内容が番組か広告か曖昧であるとして審議中の長野放送のローカル番組『働き方改革から始まる未来』については、担当委員から提出された意見書案について議論された。

議事の詳細

日時
2019年8月9日(金)午後4時~午後9時10分
場所
「放送倫理・番組向上機構[BPO]」第1会議室(千代田放送会館7階)
議題
出席者

神田委員長、鈴木委員長代行、升味委員長代行、岸本委員、高田委員、長嶋委員、中野委員、藤田委員、巻委員

1. 出演者の不適切な差別的発言を放送した関西テレビ『胸いっぱいサミット!』について審議

4月6日と5月18日に放送された関西テレビの情報バラエティー番組『胸いっぱいサミット!』で、コメンテーターとして出演した女性作家が、韓国人の気質について「手首切るブスみたいなもんなんですよ」と発言し、民族差別や女性蔑視をあおる人権的配慮を欠いた放送であるという意見や、生放送ではなく収録番組であるのに編集作業で発言がカットされなかった点などについて、BPOに多数の批判が寄せられた。
委員会は、民放連の放送基準が人種や性別などによって取り扱いを差別しないとしていることに照らし、収録番組であるにもかかわらず適切な編集が行われず放送された経緯や放送後におわびに至るまでの経緯について、詳しく調査し検証する必要があるとして、前回、審議入りを決めた。
委員会では、担当委員が8月に行った当該放送局や制作会社の担当者に対してのヒアリングの内容が報告された。次回委員会では、意見交換を踏まえた意見書の骨子案が示される予定である。
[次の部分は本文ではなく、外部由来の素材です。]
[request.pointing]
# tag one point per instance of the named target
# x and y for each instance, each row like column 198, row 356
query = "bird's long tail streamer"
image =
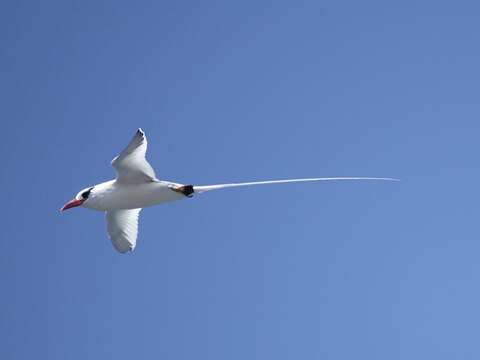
column 200, row 189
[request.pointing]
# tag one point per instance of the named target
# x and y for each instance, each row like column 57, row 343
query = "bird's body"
column 112, row 195
column 137, row 187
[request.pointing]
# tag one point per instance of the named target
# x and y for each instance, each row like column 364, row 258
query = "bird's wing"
column 131, row 165
column 122, row 226
column 200, row 189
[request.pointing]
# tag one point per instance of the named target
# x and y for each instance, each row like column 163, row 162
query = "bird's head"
column 81, row 197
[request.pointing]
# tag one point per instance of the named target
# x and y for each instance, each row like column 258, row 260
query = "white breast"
column 114, row 196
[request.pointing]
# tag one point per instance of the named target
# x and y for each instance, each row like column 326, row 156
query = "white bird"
column 136, row 187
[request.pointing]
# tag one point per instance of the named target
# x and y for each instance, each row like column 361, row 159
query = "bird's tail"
column 204, row 188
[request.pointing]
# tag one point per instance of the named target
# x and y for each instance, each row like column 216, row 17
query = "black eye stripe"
column 85, row 194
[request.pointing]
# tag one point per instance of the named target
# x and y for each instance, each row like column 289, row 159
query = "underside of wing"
column 122, row 227
column 131, row 165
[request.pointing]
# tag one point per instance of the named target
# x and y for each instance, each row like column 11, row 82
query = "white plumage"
column 136, row 187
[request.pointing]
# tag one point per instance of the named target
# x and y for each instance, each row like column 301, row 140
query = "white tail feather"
column 200, row 189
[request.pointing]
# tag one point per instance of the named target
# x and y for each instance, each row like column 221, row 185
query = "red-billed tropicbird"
column 136, row 187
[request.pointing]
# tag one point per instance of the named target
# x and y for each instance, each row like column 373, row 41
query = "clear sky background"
column 239, row 91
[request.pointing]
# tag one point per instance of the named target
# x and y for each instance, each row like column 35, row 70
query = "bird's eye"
column 85, row 194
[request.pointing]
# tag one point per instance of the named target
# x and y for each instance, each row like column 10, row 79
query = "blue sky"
column 240, row 91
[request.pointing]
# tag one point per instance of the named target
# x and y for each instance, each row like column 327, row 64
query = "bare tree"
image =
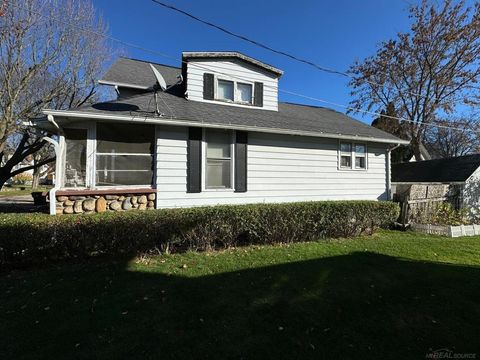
column 51, row 53
column 431, row 70
column 453, row 137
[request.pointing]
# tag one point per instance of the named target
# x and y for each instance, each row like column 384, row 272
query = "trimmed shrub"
column 27, row 239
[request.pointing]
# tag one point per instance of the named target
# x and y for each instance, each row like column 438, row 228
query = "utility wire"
column 269, row 48
column 158, row 53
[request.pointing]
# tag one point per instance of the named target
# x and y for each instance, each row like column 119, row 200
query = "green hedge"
column 27, row 239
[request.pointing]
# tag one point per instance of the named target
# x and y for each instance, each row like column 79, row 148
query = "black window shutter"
column 194, row 160
column 208, row 86
column 258, row 94
column 241, row 144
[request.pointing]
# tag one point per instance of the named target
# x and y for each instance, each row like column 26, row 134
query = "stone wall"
column 78, row 204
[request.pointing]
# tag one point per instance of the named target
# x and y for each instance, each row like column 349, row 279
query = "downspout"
column 58, row 153
column 389, row 176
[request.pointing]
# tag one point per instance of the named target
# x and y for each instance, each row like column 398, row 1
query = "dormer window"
column 244, row 93
column 225, row 90
column 234, row 91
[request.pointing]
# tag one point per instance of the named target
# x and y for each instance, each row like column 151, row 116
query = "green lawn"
column 390, row 296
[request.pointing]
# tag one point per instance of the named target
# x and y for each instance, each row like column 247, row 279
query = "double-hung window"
column 218, row 168
column 352, row 156
column 225, row 90
column 244, row 93
column 345, row 155
column 234, row 91
column 360, row 156
column 124, row 154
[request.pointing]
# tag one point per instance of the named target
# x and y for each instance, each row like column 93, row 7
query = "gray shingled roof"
column 457, row 169
column 138, row 73
column 290, row 118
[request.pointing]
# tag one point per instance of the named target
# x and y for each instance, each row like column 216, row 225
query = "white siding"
column 281, row 168
column 231, row 70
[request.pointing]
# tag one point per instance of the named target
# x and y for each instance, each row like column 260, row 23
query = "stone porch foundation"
column 90, row 201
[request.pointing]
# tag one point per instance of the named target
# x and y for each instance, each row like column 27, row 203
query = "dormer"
column 231, row 79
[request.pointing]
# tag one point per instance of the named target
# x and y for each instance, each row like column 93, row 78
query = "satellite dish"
column 160, row 80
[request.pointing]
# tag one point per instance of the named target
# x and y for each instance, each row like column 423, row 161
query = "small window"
column 76, row 157
column 352, row 156
column 244, row 93
column 345, row 155
column 219, row 160
column 225, row 90
column 360, row 156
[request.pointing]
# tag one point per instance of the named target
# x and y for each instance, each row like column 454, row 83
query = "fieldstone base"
column 74, row 204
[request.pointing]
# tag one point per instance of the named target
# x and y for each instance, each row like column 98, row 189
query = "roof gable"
column 189, row 55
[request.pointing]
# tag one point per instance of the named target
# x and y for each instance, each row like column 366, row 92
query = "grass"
column 389, row 296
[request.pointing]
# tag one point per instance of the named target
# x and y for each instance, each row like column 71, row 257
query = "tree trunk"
column 36, row 178
column 4, row 176
column 416, row 149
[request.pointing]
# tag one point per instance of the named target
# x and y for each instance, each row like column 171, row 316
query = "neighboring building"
column 220, row 136
column 459, row 175
column 424, row 154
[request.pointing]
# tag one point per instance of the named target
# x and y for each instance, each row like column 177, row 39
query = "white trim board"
column 187, row 123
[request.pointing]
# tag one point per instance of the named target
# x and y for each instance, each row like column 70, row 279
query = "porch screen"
column 124, row 154
column 76, row 157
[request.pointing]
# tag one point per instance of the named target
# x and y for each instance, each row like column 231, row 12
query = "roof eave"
column 115, row 83
column 231, row 54
column 187, row 122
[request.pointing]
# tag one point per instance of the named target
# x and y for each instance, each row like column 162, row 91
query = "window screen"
column 76, row 157
column 219, row 159
column 244, row 93
column 345, row 155
column 124, row 154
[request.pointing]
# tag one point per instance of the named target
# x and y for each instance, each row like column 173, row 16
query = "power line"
column 269, row 48
column 155, row 52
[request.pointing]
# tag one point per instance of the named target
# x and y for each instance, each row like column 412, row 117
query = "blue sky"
column 333, row 33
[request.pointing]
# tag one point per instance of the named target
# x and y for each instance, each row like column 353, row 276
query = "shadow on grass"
column 357, row 306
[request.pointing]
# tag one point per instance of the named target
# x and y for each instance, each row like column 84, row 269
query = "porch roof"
column 293, row 119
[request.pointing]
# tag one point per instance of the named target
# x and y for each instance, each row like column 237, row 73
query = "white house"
column 216, row 135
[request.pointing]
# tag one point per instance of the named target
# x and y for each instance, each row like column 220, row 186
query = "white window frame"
column 204, row 163
column 361, row 155
column 90, row 155
column 353, row 155
column 93, row 176
column 236, row 96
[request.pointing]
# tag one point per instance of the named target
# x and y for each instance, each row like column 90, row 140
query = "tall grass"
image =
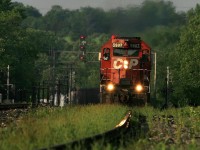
column 45, row 127
column 169, row 129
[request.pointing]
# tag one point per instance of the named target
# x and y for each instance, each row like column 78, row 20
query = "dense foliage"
column 32, row 43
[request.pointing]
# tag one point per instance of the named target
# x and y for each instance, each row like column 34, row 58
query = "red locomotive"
column 125, row 66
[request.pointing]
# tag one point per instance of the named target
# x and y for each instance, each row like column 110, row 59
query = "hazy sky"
column 45, row 5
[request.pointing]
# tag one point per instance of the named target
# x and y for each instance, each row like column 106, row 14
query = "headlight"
column 139, row 88
column 110, row 87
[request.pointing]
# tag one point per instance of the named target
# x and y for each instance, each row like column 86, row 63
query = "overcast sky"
column 45, row 5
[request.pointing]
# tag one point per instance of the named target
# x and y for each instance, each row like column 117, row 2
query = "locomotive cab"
column 125, row 66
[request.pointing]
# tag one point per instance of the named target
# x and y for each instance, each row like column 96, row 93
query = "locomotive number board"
column 135, row 45
column 130, row 45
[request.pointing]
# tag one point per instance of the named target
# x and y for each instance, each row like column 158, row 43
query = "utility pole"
column 8, row 81
column 155, row 65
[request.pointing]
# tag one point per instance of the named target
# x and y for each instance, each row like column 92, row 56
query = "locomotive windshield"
column 125, row 52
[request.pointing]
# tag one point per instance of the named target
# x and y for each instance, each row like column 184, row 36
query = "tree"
column 187, row 66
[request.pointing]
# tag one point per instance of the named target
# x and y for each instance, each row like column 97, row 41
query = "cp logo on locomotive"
column 118, row 63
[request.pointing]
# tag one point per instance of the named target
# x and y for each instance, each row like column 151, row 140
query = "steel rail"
column 107, row 137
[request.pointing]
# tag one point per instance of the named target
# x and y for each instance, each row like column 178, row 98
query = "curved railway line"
column 111, row 136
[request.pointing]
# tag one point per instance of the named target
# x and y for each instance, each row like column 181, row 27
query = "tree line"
column 28, row 38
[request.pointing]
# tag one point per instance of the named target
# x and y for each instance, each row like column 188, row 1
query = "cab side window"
column 106, row 54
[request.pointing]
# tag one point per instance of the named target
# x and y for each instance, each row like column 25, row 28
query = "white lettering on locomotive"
column 118, row 63
column 133, row 62
column 117, row 45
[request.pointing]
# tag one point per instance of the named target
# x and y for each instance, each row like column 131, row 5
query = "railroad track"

2. 人権にかかわる不適切な取材と内容を放送した読売テレビの『かんさい情報ネットten.』について審議

読売テレビは、5月10日夕方のローカルニュース『かんさい情報ネットten.』のコーナー企画の中で、取材協力者に対して性別確認のために名前や住所、異性の恋人の有無を聞くなどしたうえ、本人の健康保険証の性別欄を撮影し、胸部に触るなどの執拗な確認行為をする模様を放送した。ロケのVTR終了後、スタジオで見ていたレギュラー出演の男性コメンテーターから許し難い人権感覚の欠如であって報道番組としての感覚を疑う旨の厳しい叱責があったが、特に他の出演者からの反応はなく当該コーナーの放送は終わった。
委員会は、当該放送局の事後の自主・自律の迅速な対応は評価できるものの、なぜこの内容が放送されるに至ったかの経緯等を解明する必要があるとして審議している。
今回は、前回の委員会以降に実施された当該放送局の社員など番組関係者に対するヒアリングの報告と意見書の構成案の説明が担当委員から行われ、意見交換した。次回は意見書の原案が提出される予定である。

3. 内容が番組か広告か曖昧だとされた長野放送の『働き方改革から始まる未来』について審議

長野放送が3月21日にローカル放送した持ち込み番組『働き方改革から始まる未来』について、5月の委員会で、民放連放送基準に照らし番組で取り上げている特定企業の事業紹介が広告放送であるとの疑いが大きい内容になっているのではないか、考査が適正だったか検証する必要があるとして審議入りしている。
委員会では、前回の議論を受けて担当委員から示された意見書案の内容について意見交換が行われた。次回も意見書案について議論を続ける予定である。